# 5x5 Edge Pairing



## alexc (May 2, 2008)

Hi,

I need help with my 5x5 edges. I use AVG, but I want to try a different method. Could someone please explain the method that Michael Gottlieb used here? I can't follow what he is doing because it is so fast.  Thanks!


----------



## masterofthebass (May 2, 2008)

Michael does the method explained on bigcubes.com You build 1 triple at a time, and then do the last 4 edges somewhat like AVG. Ookusa also uses this method, so it's obviously very fast.


----------



## alexc (May 2, 2008)

So you build one tredge at a time? Do you do anything when you slice back?

And how do you do the last 4 like AVG?


----------



## masterofthebass (May 2, 2008)

Well, you do the first 8 tredges 1 at atime, and you don't slice back.
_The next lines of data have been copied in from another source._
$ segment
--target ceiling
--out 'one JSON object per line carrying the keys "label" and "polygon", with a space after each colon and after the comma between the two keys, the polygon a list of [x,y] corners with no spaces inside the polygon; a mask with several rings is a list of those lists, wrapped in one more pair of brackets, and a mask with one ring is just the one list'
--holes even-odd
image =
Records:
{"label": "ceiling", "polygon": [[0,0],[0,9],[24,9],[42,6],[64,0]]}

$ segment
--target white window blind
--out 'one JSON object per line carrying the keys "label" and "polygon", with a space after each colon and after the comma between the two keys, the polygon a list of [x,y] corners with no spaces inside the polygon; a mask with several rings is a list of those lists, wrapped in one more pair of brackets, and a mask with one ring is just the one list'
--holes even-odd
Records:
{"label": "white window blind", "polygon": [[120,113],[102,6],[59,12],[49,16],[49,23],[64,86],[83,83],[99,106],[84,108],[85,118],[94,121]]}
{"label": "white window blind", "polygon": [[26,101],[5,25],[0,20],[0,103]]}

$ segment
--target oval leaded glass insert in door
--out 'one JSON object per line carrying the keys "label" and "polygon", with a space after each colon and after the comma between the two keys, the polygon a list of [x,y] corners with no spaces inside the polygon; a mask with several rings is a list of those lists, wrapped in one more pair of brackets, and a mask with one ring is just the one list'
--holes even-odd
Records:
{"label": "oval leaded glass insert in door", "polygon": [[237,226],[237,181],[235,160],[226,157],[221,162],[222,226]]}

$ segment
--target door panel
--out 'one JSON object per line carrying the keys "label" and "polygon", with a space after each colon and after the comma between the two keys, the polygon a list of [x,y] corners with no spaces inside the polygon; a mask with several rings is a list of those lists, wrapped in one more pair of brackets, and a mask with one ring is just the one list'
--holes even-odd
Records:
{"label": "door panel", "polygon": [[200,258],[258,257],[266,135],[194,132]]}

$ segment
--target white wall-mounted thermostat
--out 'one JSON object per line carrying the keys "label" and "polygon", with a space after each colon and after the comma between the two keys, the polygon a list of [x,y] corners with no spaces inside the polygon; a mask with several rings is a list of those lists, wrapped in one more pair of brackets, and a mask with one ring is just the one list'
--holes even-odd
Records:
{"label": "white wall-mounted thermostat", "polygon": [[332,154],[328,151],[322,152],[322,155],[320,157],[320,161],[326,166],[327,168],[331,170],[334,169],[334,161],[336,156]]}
You just keep the 3 center layers parallel to each other, so after the first 8 are stored in the U&D / L&R slices, you slice back and finish the last 4 while doing the slice - slice back technique.


----------



## alexc (May 3, 2008)

Are there any detailed tutorials anywhere? Link?


----------



## aznblur (May 3, 2008)

www.bigcubes.com


----------



## Erik (May 3, 2008)

Thats not really a very detailed describtion I think.. masteroffthebass has a tut on youtube I think?


----------



## masterofthebass (May 3, 2008)

uh... mine is just really an explanation of the variant I do. It's not really a tutorial on how to learn them, but I wouldn't suggest starting with mine, as I am very comfortable with the slices being where they are. I would look at bigcubes.com first, and get the idea of that method.


----------



## alexc (May 3, 2008)

I looked at that video that Frank made, but I find it hard to follow...


----------



## FrankMorris (May 3, 2008)

I will make another soon.

Frank


----------



## rxdeath (May 5, 2008)

Erik said:


> Thats not really a very detailed describtion I think.. masteroffthebass has a tut on youtube I think?





alexc said:


> I looked at that video that Frank made, but I find it hard to follow...



one of the things that even ron has mentioned (on speedcubing links) is that we have very clear and detailed descriptions of this particular reduction method. if you are having problems with a certain section mentioning exactly what is wrong will help us help you. also it seems you are new to 5x5, so don't expect to instantly understand everything the first time, you do have to put some time into it and really try.


----------